Sotto questo punto di vista “Cercando Alaska” mi ha soddisfatto. L’ambientazione, la costruzione dei personaggi e perfino i loro dialoghi sono gradevoli e mixati con una scrittura semplice ma scorrevole, senza troppi giri di parole e/o ripetizioni. Le locuzioni “poi” o i termini quali “tipo” danno tregua al lettore reduce dallo sfiancamento determinato dalla loro ripetitività nell’altra opera, quasi come se Green amasse indiscutibilmente ed incondizionatamente tali espressioni abbandonandovisi indicibilmente.
Apprezzata questa prima “boccata d’ossigeno” – cosa che di per sé è quasi un paradosso visto l’alto consumo di tabagismo presente in “Cercando Alaska”, dove tratto comune di tutti (e sottolineo tutti) gli studenti del campus è il consumo abusivo di sostanze alcoliche, (appunto) sigarette e in alcuni casi anche droghe leggere – il romanzo si presenta suddiviso in due parti: il prima e il dopo.

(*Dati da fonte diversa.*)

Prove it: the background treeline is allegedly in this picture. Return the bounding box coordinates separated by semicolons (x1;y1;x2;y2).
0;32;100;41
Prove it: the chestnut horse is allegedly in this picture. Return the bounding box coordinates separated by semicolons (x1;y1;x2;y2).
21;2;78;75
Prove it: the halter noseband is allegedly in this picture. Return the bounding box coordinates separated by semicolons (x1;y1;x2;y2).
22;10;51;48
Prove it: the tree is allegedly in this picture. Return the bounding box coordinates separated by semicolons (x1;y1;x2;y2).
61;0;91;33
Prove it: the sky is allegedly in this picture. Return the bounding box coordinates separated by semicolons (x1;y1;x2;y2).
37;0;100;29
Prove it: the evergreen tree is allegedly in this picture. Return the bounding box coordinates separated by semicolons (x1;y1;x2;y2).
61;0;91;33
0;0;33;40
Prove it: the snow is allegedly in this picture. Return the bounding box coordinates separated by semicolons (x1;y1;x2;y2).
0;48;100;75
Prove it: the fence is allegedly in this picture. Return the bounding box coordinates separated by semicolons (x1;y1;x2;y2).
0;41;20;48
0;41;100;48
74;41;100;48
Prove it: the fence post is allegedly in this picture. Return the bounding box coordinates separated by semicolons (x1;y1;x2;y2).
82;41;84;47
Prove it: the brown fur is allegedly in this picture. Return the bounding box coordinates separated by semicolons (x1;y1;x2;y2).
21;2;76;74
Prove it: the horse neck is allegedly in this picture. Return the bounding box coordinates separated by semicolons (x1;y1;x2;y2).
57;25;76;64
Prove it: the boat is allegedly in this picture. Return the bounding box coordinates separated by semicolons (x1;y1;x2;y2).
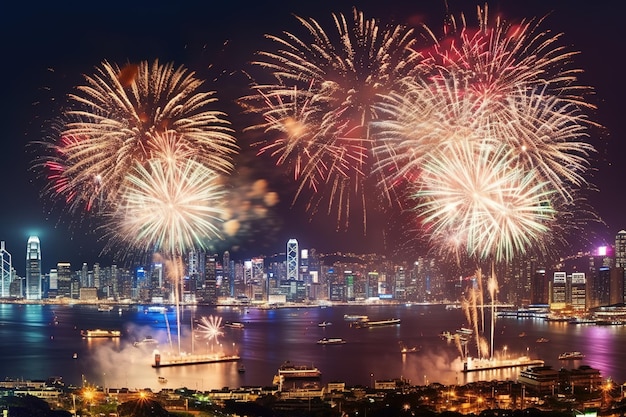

Mentre “il prima” narra le vicende di questi giovani alle prese con le difficoltà della loro età, scherzi, piccole rivendicazioni, gesti considerati audaci; la seconda parte è quella più incisiva dove Green vuole trasmettere il suo messaggio.
Ma… c’è sempre un ma. E nel mio caso questo è proprio “il lascito” di questo, la ricerca del “Grande forse” in ognuno di noi, “l’uscita dal labirinto di dolore”. La parte conclusiva dell’opera tenta di offrire una risposta al lettore, di proporre una soluzione ai grandi problemi esistenziali che ognuno di noi affronta, a cui ognuno ha il suo “per me è”. Per farlo coibenta elementi di vita e dogmi della religione, idea che se pur positiva considerando chi sono i veri destinatari delle sue parole, non soddisfa il lettore, alcune domande restano in sospeso. A mio modesto parere non è riuscito ad essere adeguatamente incisivo.
Resta comunque un romanzo piacevole, non di quelli indimenticabili da dire “devo assolutamente leggerlo” ma nemmeno da buttar via. Un libro non troppo impegnativo da con cui dilettarsi tra un’opera succosa e l’altra in modo da dar tempo al cervello di assimilare la prima e prepararsi alla nuova entusiasmante lettura.